Veg Au Gratin Recipe Baked Macaroni Casserole

This baked casserole recipe is something both my Aunts are especially good at making. When I was a kid I was a really fussy eater! This was one way, I used to have so many vegetables all at once.  The recipe is very easy to make and it is a great party hit. Whenever my aunt has called someone home, she has made this and served it along with garlic bread. The combination is divine. It is a longer recipe, I’ve divided it into 4 sections. The first is the bread crumbs, next boiling the spinach and veggies, next making the white sauce or béchamel or Alfredo sauce, followed by cooking the pasta and lastly assembling the dish to go into the oven.  You can pick your veggies for this recipe, these are the veggies I like the most, so I added them. The spinach can be replaced by any other fresh herb as well, such as Basil, Oregano.  My secret 🤫 ingredient for this recipe is, Maggie Magic Masala. Par boiling the veggies in it, gives it another taste.
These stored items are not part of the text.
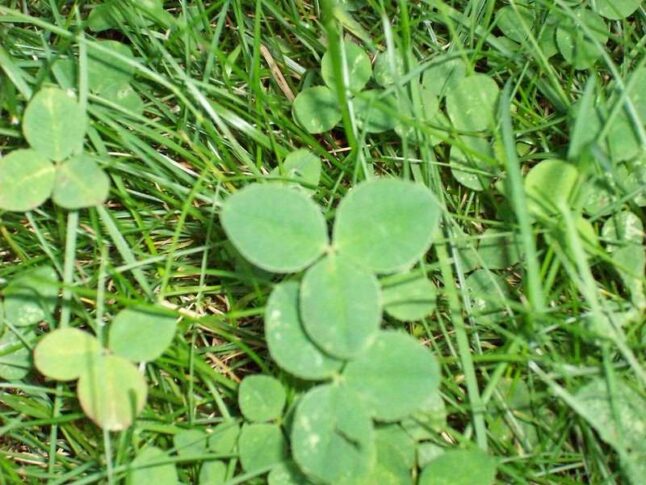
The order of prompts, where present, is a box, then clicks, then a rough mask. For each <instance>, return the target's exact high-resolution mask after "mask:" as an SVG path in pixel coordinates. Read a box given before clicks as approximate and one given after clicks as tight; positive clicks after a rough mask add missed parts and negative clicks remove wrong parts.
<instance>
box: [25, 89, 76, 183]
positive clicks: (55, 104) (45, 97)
mask: <svg viewBox="0 0 646 485" xmlns="http://www.w3.org/2000/svg"><path fill="white" fill-rule="evenodd" d="M86 125H87V120H86V116H85V113H84V112H83V110H82V109H81V106H80V105H79V104H78V103H77V102H76V100H75V99H73V98H71V97H70V96H68V95H67V94H66V93H65V91H63V90H61V89H58V88H43V89H41V90H40V91H38V93H37V94H36V95H35V96H34V97H33V98H31V100H30V101H29V104H28V105H27V109H25V115H24V117H23V120H22V131H23V133H24V134H25V138H26V139H27V141H28V142H29V144H30V145H31V147H32V148H33V149H34V150H36V151H37V152H39V153H40V154H41V155H42V156H44V157H47V158H49V159H50V160H55V161H57V162H60V161H61V160H64V159H66V158H67V157H69V156H70V155H72V154H74V153H78V152H80V151H81V148H82V147H83V139H84V138H85V130H86ZM43 192H44V191H43ZM47 195H49V194H47Z"/></svg>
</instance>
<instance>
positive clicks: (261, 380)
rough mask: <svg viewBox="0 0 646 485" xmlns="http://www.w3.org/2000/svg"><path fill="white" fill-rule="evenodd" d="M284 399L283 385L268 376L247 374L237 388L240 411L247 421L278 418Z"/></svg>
mask: <svg viewBox="0 0 646 485" xmlns="http://www.w3.org/2000/svg"><path fill="white" fill-rule="evenodd" d="M286 400H287V394H286V393H285V389H284V388H283V385H282V384H281V383H280V381H278V380H277V379H275V378H273V377H270V376H263V375H253V376H247V377H245V378H244V379H243V380H242V382H241V383H240V387H239V389H238V405H239V406H240V411H241V412H242V415H243V416H244V417H245V418H246V419H248V420H249V421H255V422H259V423H261V422H264V421H271V420H273V419H278V418H279V417H280V416H281V414H282V412H283V408H284V407H285V402H286Z"/></svg>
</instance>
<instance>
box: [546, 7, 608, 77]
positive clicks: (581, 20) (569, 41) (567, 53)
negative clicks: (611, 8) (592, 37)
mask: <svg viewBox="0 0 646 485" xmlns="http://www.w3.org/2000/svg"><path fill="white" fill-rule="evenodd" d="M613 1H614V0H613ZM573 12H574V16H575V19H571V18H569V17H566V18H563V19H562V20H561V22H560V23H559V26H558V27H557V29H556V45H557V46H558V48H559V52H560V53H561V55H562V56H563V57H564V58H565V60H566V61H567V62H568V64H571V65H572V66H573V67H574V68H575V69H588V68H589V67H592V66H593V65H594V63H595V62H596V61H597V59H599V58H600V57H601V55H602V54H603V51H602V50H601V49H600V48H599V47H597V45H596V44H595V42H593V41H592V39H590V38H589V37H588V36H587V35H586V34H585V33H584V30H583V27H582V25H584V26H585V27H587V30H588V31H589V32H590V33H591V34H592V36H593V37H594V39H595V40H596V41H597V42H598V43H599V44H601V45H602V46H603V45H605V43H606V42H607V41H608V28H607V27H606V24H605V22H604V21H603V19H602V18H601V17H599V15H597V14H596V13H594V12H593V11H592V10H588V9H586V8H578V9H576V10H574V11H573Z"/></svg>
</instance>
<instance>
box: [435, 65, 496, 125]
mask: <svg viewBox="0 0 646 485" xmlns="http://www.w3.org/2000/svg"><path fill="white" fill-rule="evenodd" d="M499 95H500V89H499V88H498V85H497V84H496V82H495V81H494V80H493V79H491V78H490V77H489V76H487V75H485V74H472V75H471V76H468V77H465V78H462V79H461V80H460V81H458V83H457V85H456V87H455V89H452V90H451V92H449V93H448V95H447V97H446V112H447V113H448V115H449V118H451V121H452V122H453V125H454V126H455V128H457V129H458V130H460V131H481V130H486V129H490V128H493V127H494V126H495V124H496V117H495V113H496V107H497V106H498V96H499Z"/></svg>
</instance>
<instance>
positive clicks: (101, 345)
mask: <svg viewBox="0 0 646 485" xmlns="http://www.w3.org/2000/svg"><path fill="white" fill-rule="evenodd" d="M175 328H176V319H175V317H174V316H173V315H171V314H169V313H166V312H162V311H159V310H148V309H145V308H134V309H126V310H123V311H121V312H120V313H119V314H117V316H116V317H115V319H114V321H113V322H112V324H111V326H110V334H109V338H108V347H107V348H103V347H102V345H101V343H100V342H99V340H98V339H97V338H96V337H94V336H92V335H90V334H89V333H87V332H85V331H83V330H79V329H76V328H59V329H56V330H54V331H52V332H50V333H48V334H47V335H46V336H45V337H44V338H42V339H41V340H40V342H39V343H38V345H37V346H36V348H35V349H34V363H35V365H36V368H37V369H38V370H39V371H40V372H41V373H42V374H44V375H45V376H47V377H49V378H51V379H55V380H59V381H74V380H77V379H78V385H77V395H78V398H79V402H80V403H81V407H82V408H83V411H84V412H85V414H86V415H87V416H88V417H89V418H90V419H92V421H94V422H95V423H96V424H97V425H99V426H100V427H102V428H104V429H107V430H110V431H117V430H122V429H125V428H127V427H128V426H130V424H132V422H133V421H134V419H135V417H136V416H137V414H139V412H140V411H141V410H142V409H143V407H144V405H145V403H146V397H147V387H146V381H145V379H144V377H143V375H142V374H141V373H140V372H139V370H137V367H136V366H135V365H134V363H136V362H148V361H151V360H154V359H156V358H157V357H159V356H160V355H161V354H162V353H163V352H164V350H165V349H166V348H167V347H168V345H170V343H171V340H172V339H173V336H174V334H175Z"/></svg>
Adding some of the cooked water with the sauce, gives it a more deep taste.  Do not skimp on the cheese, whatever cheese you like you can add it, but do not miss the mozzarella cheese. I’ve added Parmesan, Cheddar and Mozzarella. This is one of those recipes, if you have a microwave oven, you can make it too! [recipe_card]

Veg Au Gratin Recipe

Ingredients
  

  • 5 slices of bread
  • 25 spinach leaves cleaned and cut
  • 1 potato cubed
  • 12 French beans cut
  • 2 carrots cut
  • 1/4 cup frozen peas
  • 1/4 cup frozen corn
  • 1 litre of water to cook veggies
  • 1 packet Maggie Magic Masala
  • 250 grams of Elbow Macaroni
  • 4 tablespoons of maida or all purpose flour
  • 4 tablespoons of unsalted butter
  • 1 teaspoon freshly ground pepper
  • Half a grated nutmeg
  • Salt per taste
  • 1 cube of cheddar cheese
  • 1/4 cup grated parmesan
  • 100 grams of mozzarella

Instructions
 

Method

    Steps to make Veg Au Gratin or Baked Macaroni and Cheese Recipe

    • In a pan add 2 tablespoons of butter, add 5 slices of Bread with crust
    • Roast till turns to golden brown and crumbles,
    • Next in a vessel boil water
    • A and dd 25 cleaned and cut spinach leaves
    • Cook for around 4-5 minutes, drain the water and keep aside
    • Next add around a litre of water, after it is warm
    • Add 1 cut potato and 12 cut green beans
    • Add 1 packet Maggie Magic Masala
    • Boil for 5 minutes
    • Next add 1/4 cup frozen corn and green peas and 2 cut carrots
    • Par boil for around 5 minutes
    • Drain the water to another bowl and strain the veggies
    • Next in a pan or kadai add 4 tablespoons of unsalted butter
    • Let it melt, add 4 tablespoons of sifted Maida or All Purpose Flour and mix
    • Just when it starts to bubble switch the flame off and 3 cups of warm milk
    • Keep stirring it, Next add half a grated nutmeg or jaikai
    • Next add 1 teaspoon of freshly ground pepper, keep stirring
    • Add salt per taste and mix
    • After 5 minutes, add 1 grated cube of cheddar cheese
    • Let it thicken, keep stirring
    • Add 1-2 ladles of the vegetable stock, stir it and keep aside
    • Pre heat oven to 200C for 20 minutes
    • Boil the pasta per packet instructions, I used MTRs Macaroni
    • I used about 250 grams for this recipe
    • Next you need drain it and keep aside
    • I’ve used 1/4 cup grated Parmesan, 100 grams of Mozzarella cheese
    • Keep all your prepped ingredients ready
    • Butter the casserole dish
    • Add a layer of spinach, add some veggies and add the cooked macaroni,
    • Add the sauce evenly, over the dish
    • Add 1 last layer of Spinach
    • Add cheese I have used 1/4 cup grated Parmesan, 100 grams of Mozzarella cheese
    • Repeat the process, the last layer add some bread crumbs and some more mozzarella on top
    • Bake in an oven at 200C for 20 minutes
    • Let it cool for 10 minutes
    • The dish is now ready to serve!